Progress in Nickel‐Coordinated Polymers as Intrinsically Conducting n‐Type Thermoelectric Materials

Abstract Organic thermoelectrics have witnessed rapid development in the past decade for low temperature energy harvesting applications. While high‐performance p‐type polymers have been demonstrated, n‐type materials have lagged behind due to the limited number of stable n‐dopants and low doping efficiencies. Nickel‐coordination polymers are a promising class of n‐type polymers as they are conducting without extrinsic doping, thus overcoming a major challenge. However, advantages in thermoelectric properties are outweighed by a complicated synthesis and a poorly understood reaction mechanism that has resulted in a large variation in literature for the same material.

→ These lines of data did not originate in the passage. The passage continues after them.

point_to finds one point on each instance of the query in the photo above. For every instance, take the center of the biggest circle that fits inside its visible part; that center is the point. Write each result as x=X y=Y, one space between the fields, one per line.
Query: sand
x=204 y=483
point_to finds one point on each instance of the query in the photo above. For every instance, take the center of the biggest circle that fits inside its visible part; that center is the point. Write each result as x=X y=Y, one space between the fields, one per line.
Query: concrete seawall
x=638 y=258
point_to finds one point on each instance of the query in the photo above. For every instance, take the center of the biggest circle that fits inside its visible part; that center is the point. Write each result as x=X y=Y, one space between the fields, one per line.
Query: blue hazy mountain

This progress report provides a comprehensive and critical overview of syntheses and thermoelectric property optimization approaches for two coordination polymers, namely Ni‐ethenetetrathiolate (NiETT) and Ni‐tetrathiooxalate (NiTTO). In particular, material characterization and thin film fabrication techniques are discussed, and the importance of reporting statistically relevant thermoelectric properties is highlighted to ensure reproducibility among different groups. A short discussion on prototype devices based on NiETT is presented, and finally, directions for future development of these and other n‐type metal‐coordinated polymers are suggested.